Rio adopted the 7-1-7 target in January 2025—developing a custom 7-1-7 tracking system with real-time dashboards, enabling health teams to monitor timeliness performance daily and identify bottlenecks immediately.
We spoke with Caio Ribeiro, Rio de Janeiro’s health surveillance coordinator. He works as part of the Center for Strategic Information on Health Surveillance (CIEVS) network, which operates at the national, state, regional, and municipal levels to alert and rapidly respond to public health emergencies.

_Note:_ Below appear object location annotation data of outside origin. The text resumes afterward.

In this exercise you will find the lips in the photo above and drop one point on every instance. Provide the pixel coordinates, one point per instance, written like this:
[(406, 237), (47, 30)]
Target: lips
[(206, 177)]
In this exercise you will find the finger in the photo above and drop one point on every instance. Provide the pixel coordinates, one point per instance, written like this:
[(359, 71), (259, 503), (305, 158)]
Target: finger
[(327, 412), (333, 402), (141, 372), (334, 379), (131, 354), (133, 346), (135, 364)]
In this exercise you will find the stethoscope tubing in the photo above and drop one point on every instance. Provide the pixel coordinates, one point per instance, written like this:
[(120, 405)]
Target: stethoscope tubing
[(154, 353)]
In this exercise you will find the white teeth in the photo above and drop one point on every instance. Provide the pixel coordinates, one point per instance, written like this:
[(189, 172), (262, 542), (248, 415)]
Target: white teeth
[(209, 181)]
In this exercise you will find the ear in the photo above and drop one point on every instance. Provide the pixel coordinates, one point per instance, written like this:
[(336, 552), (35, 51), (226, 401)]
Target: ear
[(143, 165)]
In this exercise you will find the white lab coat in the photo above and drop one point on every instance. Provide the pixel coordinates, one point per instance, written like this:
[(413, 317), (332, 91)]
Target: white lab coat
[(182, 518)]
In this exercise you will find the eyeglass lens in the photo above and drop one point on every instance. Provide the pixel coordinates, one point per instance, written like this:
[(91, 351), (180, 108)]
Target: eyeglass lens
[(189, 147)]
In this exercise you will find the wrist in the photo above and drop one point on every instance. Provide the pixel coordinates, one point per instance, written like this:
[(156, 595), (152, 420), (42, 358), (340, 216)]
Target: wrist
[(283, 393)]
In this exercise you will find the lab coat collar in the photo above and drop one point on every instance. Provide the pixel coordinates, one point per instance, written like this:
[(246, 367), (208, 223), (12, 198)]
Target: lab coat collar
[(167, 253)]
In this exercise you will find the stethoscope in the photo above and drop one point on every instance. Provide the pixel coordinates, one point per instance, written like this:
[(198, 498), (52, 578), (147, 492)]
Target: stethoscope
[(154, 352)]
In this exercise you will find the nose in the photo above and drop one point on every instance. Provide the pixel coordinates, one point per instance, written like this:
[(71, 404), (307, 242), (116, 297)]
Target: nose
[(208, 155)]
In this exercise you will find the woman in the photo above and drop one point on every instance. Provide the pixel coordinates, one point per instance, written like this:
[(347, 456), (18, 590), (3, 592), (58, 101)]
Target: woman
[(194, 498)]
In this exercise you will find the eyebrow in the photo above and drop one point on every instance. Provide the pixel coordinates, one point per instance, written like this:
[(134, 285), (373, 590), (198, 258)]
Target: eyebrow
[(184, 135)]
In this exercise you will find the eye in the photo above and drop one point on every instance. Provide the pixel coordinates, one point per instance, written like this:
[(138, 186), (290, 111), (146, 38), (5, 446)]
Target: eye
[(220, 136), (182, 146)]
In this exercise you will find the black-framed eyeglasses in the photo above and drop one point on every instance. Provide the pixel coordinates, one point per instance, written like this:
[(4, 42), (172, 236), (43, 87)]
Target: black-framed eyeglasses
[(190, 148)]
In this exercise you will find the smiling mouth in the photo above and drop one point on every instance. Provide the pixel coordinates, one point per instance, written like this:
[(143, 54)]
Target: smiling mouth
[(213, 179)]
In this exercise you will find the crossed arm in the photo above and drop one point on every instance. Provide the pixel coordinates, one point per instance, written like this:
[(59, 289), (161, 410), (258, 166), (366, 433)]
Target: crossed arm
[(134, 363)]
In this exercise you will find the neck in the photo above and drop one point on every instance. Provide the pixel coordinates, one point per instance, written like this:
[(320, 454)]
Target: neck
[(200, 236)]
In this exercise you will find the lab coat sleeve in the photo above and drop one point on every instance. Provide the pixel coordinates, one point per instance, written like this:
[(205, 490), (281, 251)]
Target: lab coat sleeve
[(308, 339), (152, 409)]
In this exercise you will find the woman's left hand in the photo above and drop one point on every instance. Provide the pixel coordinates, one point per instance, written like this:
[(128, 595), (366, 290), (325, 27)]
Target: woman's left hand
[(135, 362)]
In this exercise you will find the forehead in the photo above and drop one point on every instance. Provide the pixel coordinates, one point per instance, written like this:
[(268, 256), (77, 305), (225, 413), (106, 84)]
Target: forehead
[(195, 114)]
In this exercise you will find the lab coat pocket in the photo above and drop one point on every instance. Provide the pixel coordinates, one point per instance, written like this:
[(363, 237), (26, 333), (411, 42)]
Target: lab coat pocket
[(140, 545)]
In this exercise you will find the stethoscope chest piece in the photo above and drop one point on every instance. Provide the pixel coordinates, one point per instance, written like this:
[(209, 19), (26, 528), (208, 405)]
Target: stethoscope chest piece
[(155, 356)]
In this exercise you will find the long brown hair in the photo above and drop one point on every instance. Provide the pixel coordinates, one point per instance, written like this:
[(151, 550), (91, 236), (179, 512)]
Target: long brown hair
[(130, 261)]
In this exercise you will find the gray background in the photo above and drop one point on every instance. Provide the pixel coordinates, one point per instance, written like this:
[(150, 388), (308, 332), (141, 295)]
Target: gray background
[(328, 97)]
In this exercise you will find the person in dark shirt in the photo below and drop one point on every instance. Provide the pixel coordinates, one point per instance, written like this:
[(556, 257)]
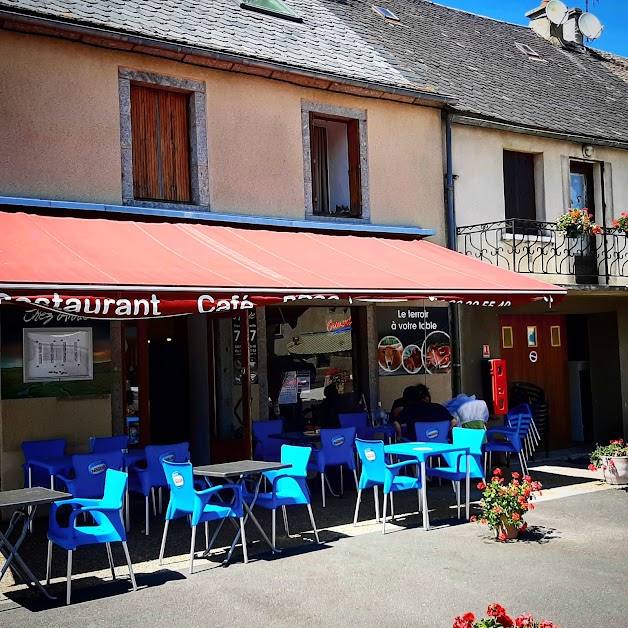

This interview has been lightly edited for clarity and brevity.
Caio Ribeiro: In 2022, Vital Strategies, with funding from Resolve to Save Lives, invited us and other Brazilian jurisdictions to participate in a retrospective review. We applied the 7-1-7 target to nearly a dozen past outbreaks that had occurred in schools, primary health facilities, prisons, and on cruise ships to explore its potential benefits.
That’s when we saw what 7-1-7 could do for us—improving detection, notification, and response. The evaluation revealed that while we were following procedures correctly and acting appropriately, we could optimize our actions and monitor them more systematically over time. We were interested immediately.
It took approximately two years from that initial evaluation to full implementation. The biggest challenges were raising awareness among response professionals about the importance of the metrics and creating tools for data entry and monitoring.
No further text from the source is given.